A Madagascar, la gestion des flux migratoires internes est un défi pour la capitale malgache. Dépassée par l'arrivée de nouveaux habitants venant des campagnes, depuis plusieurs années, Antananarivo s'est transformée en une ville surpeuplée qui peine à faire face aux impacts de ces migrations dues principalement à un déséquilibre du développement économique sur le territoire.
Avec notre correspondante à Antananarivo, Laetitia Bezain
Recenser les migrants, connaitre les raisons de leur déplacement et leur permettre de mieux s'intégrer, c'est une première étape que veut mettre en place la Commune urbaine d'Antananarivo, en lançant, avec le soutien de l'Organisation internationale pour les migrations (OIM), une application de recensement.
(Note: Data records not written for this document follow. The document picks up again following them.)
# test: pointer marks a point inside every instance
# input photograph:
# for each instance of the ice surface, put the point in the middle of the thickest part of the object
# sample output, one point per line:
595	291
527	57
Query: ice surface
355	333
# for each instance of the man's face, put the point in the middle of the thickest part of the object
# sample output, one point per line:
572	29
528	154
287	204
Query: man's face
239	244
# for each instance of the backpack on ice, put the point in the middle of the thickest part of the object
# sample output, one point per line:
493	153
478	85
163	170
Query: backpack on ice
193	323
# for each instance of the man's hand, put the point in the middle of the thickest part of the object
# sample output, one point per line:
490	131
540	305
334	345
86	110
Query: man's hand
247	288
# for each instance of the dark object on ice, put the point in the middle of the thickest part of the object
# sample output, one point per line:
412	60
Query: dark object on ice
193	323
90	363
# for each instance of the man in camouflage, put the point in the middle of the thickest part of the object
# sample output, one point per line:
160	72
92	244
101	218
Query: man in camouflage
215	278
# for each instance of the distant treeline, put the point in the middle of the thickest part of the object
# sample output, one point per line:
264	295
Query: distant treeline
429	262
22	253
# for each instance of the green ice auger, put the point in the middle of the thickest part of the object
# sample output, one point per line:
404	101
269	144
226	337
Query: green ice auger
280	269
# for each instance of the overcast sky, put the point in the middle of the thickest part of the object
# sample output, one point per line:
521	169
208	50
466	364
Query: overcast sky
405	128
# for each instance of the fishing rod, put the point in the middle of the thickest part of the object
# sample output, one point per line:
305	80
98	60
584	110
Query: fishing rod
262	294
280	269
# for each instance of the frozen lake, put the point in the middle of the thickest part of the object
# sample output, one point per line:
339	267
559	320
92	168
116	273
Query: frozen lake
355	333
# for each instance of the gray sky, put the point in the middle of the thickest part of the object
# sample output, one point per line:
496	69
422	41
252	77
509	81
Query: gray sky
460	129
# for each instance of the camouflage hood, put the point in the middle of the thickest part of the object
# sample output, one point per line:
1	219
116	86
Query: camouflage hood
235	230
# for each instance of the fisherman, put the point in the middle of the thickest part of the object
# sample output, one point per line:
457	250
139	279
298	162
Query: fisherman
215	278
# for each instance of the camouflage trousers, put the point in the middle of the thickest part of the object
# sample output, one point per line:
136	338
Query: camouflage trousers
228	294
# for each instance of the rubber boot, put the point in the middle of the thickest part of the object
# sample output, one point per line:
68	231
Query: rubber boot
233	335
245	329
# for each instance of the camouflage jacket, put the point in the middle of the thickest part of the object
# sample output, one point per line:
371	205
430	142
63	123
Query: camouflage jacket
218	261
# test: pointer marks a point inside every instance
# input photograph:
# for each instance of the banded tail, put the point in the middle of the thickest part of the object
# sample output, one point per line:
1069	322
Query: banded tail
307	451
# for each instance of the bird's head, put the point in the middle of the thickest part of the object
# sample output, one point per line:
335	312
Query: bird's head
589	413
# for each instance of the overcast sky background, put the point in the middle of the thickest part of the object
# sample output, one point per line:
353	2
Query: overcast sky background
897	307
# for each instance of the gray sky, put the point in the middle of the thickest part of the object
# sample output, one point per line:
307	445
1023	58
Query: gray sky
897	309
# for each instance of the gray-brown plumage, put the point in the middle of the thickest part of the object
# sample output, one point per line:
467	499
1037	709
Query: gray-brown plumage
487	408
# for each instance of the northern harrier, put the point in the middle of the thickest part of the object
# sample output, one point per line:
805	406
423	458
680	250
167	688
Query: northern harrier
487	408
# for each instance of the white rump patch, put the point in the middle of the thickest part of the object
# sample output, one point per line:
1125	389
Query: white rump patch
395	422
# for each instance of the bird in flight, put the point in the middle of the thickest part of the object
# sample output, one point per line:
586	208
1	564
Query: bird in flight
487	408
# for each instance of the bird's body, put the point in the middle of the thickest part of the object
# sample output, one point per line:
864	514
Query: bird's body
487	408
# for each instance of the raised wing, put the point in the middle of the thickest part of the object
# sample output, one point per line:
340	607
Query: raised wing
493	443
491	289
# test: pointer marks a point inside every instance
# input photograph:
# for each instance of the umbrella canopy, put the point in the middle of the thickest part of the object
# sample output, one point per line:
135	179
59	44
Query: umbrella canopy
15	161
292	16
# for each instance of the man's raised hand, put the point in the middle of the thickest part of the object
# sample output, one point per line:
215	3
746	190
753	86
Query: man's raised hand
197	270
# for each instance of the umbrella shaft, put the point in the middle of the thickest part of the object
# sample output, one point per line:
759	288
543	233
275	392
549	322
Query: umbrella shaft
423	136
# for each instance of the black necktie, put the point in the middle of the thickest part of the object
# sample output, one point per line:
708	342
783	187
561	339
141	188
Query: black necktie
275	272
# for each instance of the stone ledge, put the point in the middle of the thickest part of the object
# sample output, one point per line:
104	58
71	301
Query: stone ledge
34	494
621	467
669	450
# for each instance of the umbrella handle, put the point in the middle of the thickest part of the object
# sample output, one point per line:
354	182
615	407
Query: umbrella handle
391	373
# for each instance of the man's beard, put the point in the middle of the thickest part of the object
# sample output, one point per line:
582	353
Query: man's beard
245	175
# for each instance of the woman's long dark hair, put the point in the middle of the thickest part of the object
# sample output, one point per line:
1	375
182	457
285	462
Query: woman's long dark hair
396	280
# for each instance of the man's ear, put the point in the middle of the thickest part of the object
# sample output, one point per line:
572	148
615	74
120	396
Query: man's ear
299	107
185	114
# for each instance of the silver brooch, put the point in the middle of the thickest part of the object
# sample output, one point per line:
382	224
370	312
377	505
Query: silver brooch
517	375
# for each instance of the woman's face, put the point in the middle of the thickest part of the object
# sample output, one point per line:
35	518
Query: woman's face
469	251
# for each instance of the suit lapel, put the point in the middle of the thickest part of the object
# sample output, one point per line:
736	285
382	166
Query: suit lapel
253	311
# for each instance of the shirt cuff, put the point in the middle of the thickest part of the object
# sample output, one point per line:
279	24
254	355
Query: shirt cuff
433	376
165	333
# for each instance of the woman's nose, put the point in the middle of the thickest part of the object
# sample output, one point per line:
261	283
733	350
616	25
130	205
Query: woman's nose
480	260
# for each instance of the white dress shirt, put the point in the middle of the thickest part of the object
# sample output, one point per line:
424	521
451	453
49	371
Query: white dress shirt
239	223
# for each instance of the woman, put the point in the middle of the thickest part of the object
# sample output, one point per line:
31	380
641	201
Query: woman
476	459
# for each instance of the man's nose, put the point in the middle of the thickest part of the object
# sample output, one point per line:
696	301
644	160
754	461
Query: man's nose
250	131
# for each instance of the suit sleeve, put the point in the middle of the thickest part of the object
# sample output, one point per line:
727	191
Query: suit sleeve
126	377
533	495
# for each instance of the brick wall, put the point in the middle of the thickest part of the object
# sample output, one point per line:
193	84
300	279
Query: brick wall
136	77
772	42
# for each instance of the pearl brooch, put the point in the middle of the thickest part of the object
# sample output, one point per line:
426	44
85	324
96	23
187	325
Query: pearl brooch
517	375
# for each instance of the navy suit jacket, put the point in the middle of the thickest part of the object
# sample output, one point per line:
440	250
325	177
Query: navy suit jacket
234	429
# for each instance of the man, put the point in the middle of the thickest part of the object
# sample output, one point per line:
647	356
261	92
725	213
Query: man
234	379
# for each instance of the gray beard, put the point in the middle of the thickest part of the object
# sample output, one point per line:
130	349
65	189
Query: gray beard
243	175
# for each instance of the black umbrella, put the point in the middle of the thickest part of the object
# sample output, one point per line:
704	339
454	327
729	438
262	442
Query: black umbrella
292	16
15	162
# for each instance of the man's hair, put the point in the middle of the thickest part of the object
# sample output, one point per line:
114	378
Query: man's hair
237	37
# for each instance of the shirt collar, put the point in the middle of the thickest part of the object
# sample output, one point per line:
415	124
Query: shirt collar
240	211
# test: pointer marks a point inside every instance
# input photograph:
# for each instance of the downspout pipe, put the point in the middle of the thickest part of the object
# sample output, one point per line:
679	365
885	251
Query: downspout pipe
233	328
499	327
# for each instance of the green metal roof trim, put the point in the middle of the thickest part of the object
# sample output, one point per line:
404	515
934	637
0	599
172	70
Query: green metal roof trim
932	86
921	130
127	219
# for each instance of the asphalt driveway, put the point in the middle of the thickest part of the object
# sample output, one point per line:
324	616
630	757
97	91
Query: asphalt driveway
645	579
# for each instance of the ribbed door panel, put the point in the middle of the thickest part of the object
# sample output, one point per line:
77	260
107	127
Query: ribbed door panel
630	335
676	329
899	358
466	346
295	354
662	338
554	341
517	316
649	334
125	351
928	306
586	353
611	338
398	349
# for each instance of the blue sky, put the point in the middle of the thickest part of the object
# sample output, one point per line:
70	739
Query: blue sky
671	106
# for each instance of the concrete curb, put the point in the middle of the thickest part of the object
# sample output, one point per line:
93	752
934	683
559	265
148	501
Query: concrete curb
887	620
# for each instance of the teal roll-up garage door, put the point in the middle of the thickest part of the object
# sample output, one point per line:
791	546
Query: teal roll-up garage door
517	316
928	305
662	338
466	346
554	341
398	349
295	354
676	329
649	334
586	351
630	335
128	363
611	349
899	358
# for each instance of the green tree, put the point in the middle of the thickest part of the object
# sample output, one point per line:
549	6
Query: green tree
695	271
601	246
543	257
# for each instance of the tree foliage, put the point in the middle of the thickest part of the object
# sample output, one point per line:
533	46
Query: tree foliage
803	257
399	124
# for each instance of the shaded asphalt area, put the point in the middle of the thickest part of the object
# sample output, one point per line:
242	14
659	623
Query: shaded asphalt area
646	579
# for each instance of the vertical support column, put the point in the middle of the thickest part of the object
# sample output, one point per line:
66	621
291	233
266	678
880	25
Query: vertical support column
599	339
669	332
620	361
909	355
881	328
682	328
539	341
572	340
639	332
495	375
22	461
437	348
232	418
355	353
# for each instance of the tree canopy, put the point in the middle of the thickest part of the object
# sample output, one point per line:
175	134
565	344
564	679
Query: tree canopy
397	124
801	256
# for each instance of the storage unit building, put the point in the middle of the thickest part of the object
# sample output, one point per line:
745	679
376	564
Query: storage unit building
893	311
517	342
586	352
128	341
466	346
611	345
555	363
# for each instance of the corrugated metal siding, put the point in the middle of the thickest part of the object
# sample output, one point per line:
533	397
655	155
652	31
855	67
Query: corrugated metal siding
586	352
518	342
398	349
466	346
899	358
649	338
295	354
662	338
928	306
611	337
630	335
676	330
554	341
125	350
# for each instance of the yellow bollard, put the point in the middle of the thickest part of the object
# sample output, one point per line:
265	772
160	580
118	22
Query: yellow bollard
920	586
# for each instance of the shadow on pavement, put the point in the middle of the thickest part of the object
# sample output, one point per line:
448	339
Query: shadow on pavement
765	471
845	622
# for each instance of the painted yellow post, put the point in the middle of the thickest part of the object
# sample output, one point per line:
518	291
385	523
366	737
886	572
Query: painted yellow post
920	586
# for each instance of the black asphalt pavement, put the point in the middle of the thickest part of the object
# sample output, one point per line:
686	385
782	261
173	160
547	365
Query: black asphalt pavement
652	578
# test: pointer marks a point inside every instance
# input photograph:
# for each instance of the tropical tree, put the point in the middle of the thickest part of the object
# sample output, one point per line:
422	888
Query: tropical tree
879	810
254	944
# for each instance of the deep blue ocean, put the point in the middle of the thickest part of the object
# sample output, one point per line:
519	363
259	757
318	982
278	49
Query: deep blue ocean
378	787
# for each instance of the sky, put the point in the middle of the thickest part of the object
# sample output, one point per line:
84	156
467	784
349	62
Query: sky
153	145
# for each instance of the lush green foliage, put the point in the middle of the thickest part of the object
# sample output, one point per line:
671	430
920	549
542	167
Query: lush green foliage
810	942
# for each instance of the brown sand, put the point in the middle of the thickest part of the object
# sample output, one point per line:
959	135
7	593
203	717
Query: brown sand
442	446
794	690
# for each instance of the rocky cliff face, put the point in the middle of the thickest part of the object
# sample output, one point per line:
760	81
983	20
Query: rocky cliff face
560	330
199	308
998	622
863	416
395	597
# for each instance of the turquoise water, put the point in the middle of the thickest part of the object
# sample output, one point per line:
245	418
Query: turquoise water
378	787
" Tongasoa eto Iarivo " ou bien " bienvenue à Tana ", c'est le nom de l'application qui permet, à chaque quartier, d'enregistrer les nouveaux arrivants.
" Des statistiques à jour sont un début pour que nous puissions voir où nous en sommes et qui se déplace où. Quand nous parlons de migrations, il est aussi important de comprendre quels sont les facteurs qui attirent les gens vers un lieu et les facteurs qui les repoussent d'un lieu. Ce que je constate, c'est que le principal moteur des mouvements de population dans ce pays, ce sont les inégalités", fait savoir Ashraf El Nour, directeur régional de l'OIM pour l'Afrique australe, en visite dans la capitale malgache.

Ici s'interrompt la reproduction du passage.